Saturday, November 2, 2013

Being a Boss

Few nights ago I finally managed to visit the much heard of Mamak here in Klang Valley. Prior to that, all I heard was how good it was and how the food there was delicious, and after three years of hearing all these, I finally got to visit it. Well, I personally think it was over-rated, but that would not change the minds of the hundreds of customers who goes there every night to get a table at the (estimate) 100 meter long line of tables.

Which made me wonder how much did the big boss pay bribe to have the allowance of tables laid out so far wide in front of all the other shops by the roadside and how much he actually earned. Seeing  the amount of rental he got to save on because he was practically using the properties of others just because they weren't operating at night.

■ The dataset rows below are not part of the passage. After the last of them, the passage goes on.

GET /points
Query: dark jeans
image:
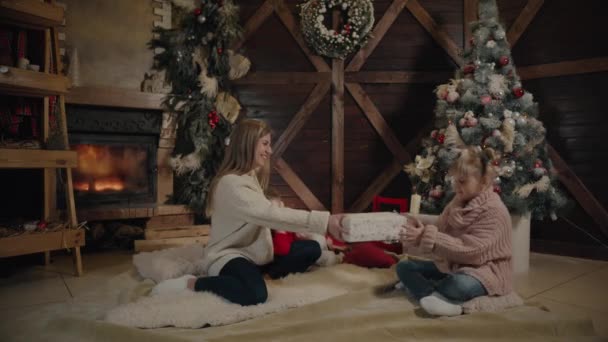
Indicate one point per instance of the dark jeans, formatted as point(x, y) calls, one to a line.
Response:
point(421, 278)
point(242, 282)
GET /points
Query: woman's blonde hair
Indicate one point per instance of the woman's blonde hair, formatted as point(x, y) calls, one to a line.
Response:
point(239, 157)
point(473, 161)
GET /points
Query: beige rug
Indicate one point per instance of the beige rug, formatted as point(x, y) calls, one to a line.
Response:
point(194, 310)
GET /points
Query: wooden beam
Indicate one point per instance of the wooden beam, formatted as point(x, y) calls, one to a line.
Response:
point(186, 231)
point(32, 12)
point(41, 242)
point(378, 33)
point(298, 186)
point(114, 97)
point(581, 66)
point(436, 31)
point(337, 137)
point(580, 192)
point(378, 122)
point(396, 77)
point(379, 184)
point(388, 174)
point(294, 28)
point(523, 20)
point(153, 245)
point(284, 78)
point(254, 23)
point(18, 81)
point(24, 159)
point(470, 15)
point(301, 117)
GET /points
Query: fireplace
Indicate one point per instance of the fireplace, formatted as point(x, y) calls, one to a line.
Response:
point(117, 156)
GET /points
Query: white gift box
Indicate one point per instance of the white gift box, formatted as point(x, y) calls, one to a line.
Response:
point(380, 226)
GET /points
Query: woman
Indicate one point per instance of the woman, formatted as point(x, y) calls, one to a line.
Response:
point(240, 245)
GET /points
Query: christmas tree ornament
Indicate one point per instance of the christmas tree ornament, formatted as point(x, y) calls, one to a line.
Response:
point(518, 92)
point(499, 34)
point(485, 99)
point(468, 69)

As I was eating, two things went through my head:

1. Where did all these tables come from? I'm not sure the one unit restaurant could have housed all these.
2. Poor workers, having to run along about a 100 meter long table trail to take orders, remember orders and go back and forth.

Talk about the mind power and energy needed cos there were no table numbers! It just boggled me, how they could handle such a crowd every night. But what strike me most was how much these workers were being paid. I heard that this business had been so successful that other branches are open elsewhere so the big boss must be earning big bucks!

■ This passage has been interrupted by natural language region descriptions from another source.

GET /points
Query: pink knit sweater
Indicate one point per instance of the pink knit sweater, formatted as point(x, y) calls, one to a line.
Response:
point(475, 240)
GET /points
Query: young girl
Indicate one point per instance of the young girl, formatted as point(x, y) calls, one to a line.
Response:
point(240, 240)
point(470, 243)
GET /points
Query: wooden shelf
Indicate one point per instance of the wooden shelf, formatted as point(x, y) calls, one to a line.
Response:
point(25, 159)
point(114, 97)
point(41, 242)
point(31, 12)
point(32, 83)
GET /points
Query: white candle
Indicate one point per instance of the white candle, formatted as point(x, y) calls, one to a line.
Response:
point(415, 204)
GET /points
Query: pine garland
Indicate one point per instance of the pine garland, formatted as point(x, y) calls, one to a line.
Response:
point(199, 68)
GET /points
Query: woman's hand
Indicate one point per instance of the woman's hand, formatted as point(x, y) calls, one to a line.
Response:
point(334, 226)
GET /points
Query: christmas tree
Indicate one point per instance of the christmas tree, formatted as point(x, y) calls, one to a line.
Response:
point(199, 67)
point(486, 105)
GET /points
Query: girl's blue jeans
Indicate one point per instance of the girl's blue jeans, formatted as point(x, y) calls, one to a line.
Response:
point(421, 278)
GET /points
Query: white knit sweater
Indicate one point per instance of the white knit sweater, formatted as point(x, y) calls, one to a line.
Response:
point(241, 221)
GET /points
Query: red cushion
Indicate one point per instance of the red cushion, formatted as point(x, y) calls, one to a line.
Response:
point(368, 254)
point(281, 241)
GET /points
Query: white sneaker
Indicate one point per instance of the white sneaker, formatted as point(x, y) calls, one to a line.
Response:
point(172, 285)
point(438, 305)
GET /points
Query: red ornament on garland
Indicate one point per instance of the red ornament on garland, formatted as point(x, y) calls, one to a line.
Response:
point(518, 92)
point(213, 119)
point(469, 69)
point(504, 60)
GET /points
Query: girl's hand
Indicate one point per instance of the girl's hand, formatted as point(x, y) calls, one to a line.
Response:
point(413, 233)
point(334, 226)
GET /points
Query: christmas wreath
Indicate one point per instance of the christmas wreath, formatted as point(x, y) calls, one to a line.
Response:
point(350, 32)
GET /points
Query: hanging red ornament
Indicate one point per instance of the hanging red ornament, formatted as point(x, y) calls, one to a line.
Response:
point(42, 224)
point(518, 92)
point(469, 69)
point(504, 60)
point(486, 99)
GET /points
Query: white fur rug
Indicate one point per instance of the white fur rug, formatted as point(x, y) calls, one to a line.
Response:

I'm no entrepreneur, and I doubt I have the mind for it too, but I do believe that the boss is rich enough to live a comfortable life with more money to spare. Sometimes I feel like if I were a boss, how much would I pay my workers. If we climb that high to the top and have more than we need, why not raise the salary of these workers? In turn, their way of life will be improved and their children will have the education they need (despite whichever land they come from). This world will be a better place, ain't it? We actually have nothing to loose.

 Maybe its not that simple? Maybe its just the idealistic part of me, but sometimes I feel that something can still be done. (Just thinking out loud, lol!)